The very lowest-performing colleges in the country are not likely to seek accreditation, either. At best, some will gather to create an accrediting body with indifferent standards, as a marketing feature. Lost in all of this will be the culture of improvement that is integral to accreditation. Schools do respond to site visit recommendations, and if site visit reports are not as incisive and comprehensive as they used to be, they are still effective in charting a path for improvement.

(ii) Diploma Mills Will Proliferate

As noted, the gatekeeper function ensures that all reputable schools seek accreditation from agencies that have Education Department recognition. Indeed, the department maintains a list online of all schools accredited by recognized agencies. Diploma mills are not on this list, nor are they eligible for student financial aid. If accreditors are no longer gatekeepers, many legitimate schools will not seek accreditation yet will receive financial aid. So will diploma mills. People who create diploma mills are extremely resourceful, and will be able to meet any paper requirements needed to become eligible for SFA funds. It’s only accreditation as gatekeeper under the Education Department that prevents them from doing so now.

Further, without the department's recognition function, there will be nothing to prevent a dishonest operator from creating an accrediting body (such as the “Northeast and Southwest Association of Colleges and Schools”), listing several hundred legitimate schools as being recognized by this association, and adding a number of diploma mills to its list.

True, this fraudulent accrediting body would not be admitted to the Council for Higher Education Accreditation, but the unsophisticated and unsuspecting enrollee in a diploma mill would not know the difference. And if necessary, the same printing press that created schools out of air, and accrediting agencies out of fairy dust, can readily create a CHEA-like body as well.

(iii) Transfers Will Be More Difficult

Colleges hesitate to accept transfers from community colleges and weaker institutions without reassurance from an external body. As difficult as it is now for students to transfer credits, it is still possible to move from a weak accredited school to a stronger one. In the future, with no recognized accreditor to offer lose control over their practices, colleges will be free to institute arbitrary and unduly restrictive transfer policies.

(iv) Innovation Will Be Stifled

As noted above, innovation makes sense only if it is responsible and consistent with the standards of higher education. It is useful to students only if their efforts in an innovative mode are subsequently recognized by conventional schools and employers. Accrediting agencies, even at the risk of being accused of being obstructionist, have insisted that innovation not result in any diminution in the quality of education.
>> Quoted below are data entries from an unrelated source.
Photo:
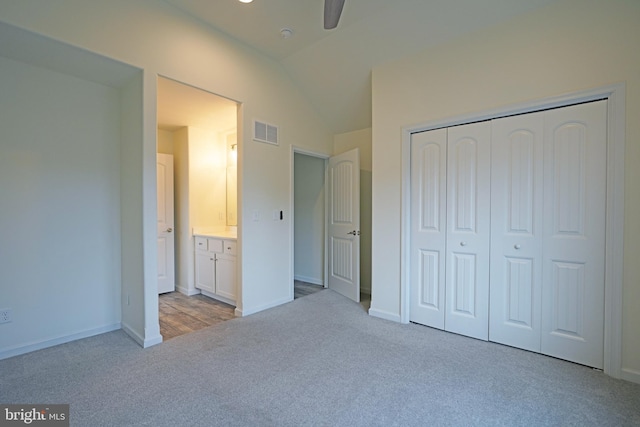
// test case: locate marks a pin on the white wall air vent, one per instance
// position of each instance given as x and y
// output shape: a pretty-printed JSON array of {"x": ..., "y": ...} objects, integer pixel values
[{"x": 264, "y": 132}]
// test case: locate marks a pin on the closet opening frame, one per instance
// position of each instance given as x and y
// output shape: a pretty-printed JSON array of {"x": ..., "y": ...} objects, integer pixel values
[{"x": 614, "y": 240}]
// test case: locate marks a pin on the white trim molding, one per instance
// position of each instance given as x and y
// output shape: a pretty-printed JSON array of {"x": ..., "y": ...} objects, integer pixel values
[
  {"x": 615, "y": 95},
  {"x": 39, "y": 345}
]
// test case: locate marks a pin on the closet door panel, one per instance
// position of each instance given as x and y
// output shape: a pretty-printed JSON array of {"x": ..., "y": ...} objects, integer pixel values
[
  {"x": 428, "y": 227},
  {"x": 516, "y": 230},
  {"x": 574, "y": 239},
  {"x": 468, "y": 222}
]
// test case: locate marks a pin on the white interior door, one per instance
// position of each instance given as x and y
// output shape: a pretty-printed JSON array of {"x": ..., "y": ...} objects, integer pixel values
[
  {"x": 516, "y": 230},
  {"x": 344, "y": 224},
  {"x": 575, "y": 177},
  {"x": 468, "y": 230},
  {"x": 428, "y": 227},
  {"x": 166, "y": 243}
]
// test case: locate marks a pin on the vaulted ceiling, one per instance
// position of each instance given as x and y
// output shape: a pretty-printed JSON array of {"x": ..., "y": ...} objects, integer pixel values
[{"x": 332, "y": 68}]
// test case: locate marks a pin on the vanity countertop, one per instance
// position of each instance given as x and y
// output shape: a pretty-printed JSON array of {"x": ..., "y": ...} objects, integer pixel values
[{"x": 221, "y": 234}]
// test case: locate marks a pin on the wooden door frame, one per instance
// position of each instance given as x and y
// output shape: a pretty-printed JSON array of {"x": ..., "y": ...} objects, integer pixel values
[{"x": 614, "y": 248}]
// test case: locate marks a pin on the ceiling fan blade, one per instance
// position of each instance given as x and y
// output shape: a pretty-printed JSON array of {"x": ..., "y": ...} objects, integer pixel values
[{"x": 332, "y": 12}]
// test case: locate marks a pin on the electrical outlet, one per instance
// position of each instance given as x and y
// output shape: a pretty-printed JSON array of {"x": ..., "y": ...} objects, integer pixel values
[{"x": 5, "y": 315}]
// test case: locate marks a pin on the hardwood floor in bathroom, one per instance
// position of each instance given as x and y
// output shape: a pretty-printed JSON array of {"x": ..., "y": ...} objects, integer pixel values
[{"x": 181, "y": 314}]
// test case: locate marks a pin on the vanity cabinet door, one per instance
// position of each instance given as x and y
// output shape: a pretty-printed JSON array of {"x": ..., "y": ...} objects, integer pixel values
[
  {"x": 205, "y": 271},
  {"x": 226, "y": 276}
]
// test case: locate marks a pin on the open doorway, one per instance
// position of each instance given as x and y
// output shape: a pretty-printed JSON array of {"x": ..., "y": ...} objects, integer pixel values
[
  {"x": 197, "y": 137},
  {"x": 309, "y": 223}
]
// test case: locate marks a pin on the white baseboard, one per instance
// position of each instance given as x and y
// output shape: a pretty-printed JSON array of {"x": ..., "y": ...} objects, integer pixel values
[
  {"x": 394, "y": 317},
  {"x": 630, "y": 375},
  {"x": 28, "y": 348},
  {"x": 312, "y": 280},
  {"x": 253, "y": 310},
  {"x": 142, "y": 342},
  {"x": 186, "y": 291}
]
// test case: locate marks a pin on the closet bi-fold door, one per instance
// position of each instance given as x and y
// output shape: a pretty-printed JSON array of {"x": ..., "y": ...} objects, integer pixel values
[
  {"x": 428, "y": 227},
  {"x": 516, "y": 230},
  {"x": 548, "y": 232},
  {"x": 468, "y": 230},
  {"x": 450, "y": 178},
  {"x": 575, "y": 180}
]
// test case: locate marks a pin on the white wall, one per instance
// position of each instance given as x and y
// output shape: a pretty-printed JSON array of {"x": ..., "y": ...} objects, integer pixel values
[
  {"x": 165, "y": 141},
  {"x": 309, "y": 208},
  {"x": 160, "y": 40},
  {"x": 343, "y": 142},
  {"x": 568, "y": 46},
  {"x": 60, "y": 207}
]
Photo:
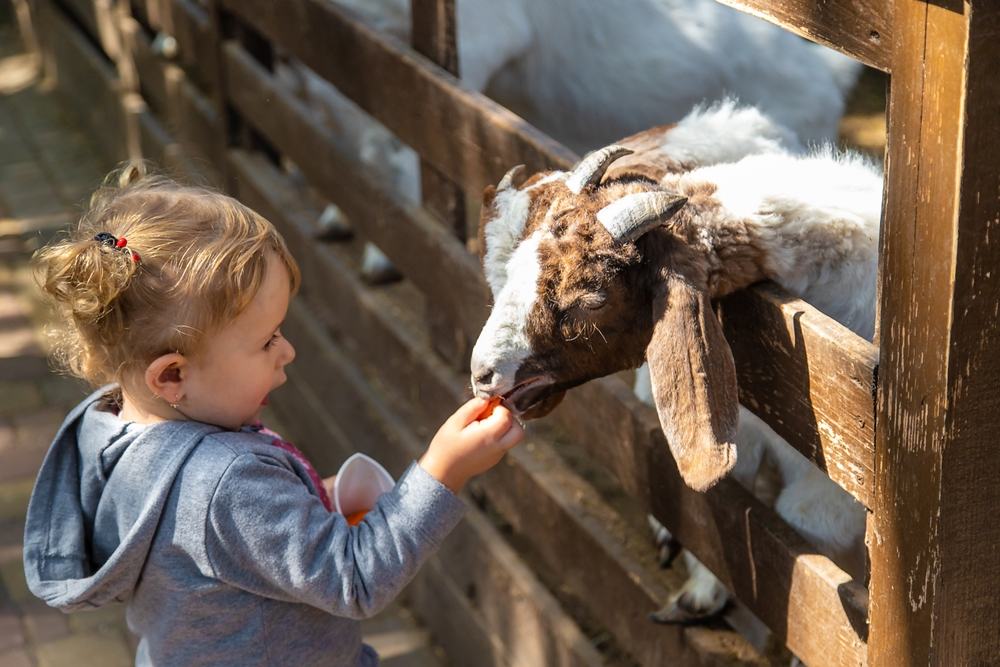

Innovators seek accreditation, because once approved, a changed structure, strategy or delivery mechanism can be assured of acceptability and wide implementation. Without a broad-based, unified accreditation structure, tied together by a gatekeeping function, acceptance of innovation will become more difficult.

(v) Public Protection

There are many emerging areas of public activity, particularly in the field of health services, where there is no government oversight and much potential for public harm. Access to financial aid encourages accreditors to seek federal recognition. This is why responsible educators and practitioners in a given field organize themselves around an accrediting structure that will meet Education Department standards. This helps create a level of assurance of quality, which serves the public.  

 

The advent of the Internet and the ease with which false and misleading structures can be created makes it important to keep accreditation intact, particularly since there have been no structured experiments and pilot programs to examine proposed alternatives. Conversation is healthy, but nothing should be done to dismantle the existing gatekeeping/accrediting relationship until it is clear that a replacement is at least as good as the original.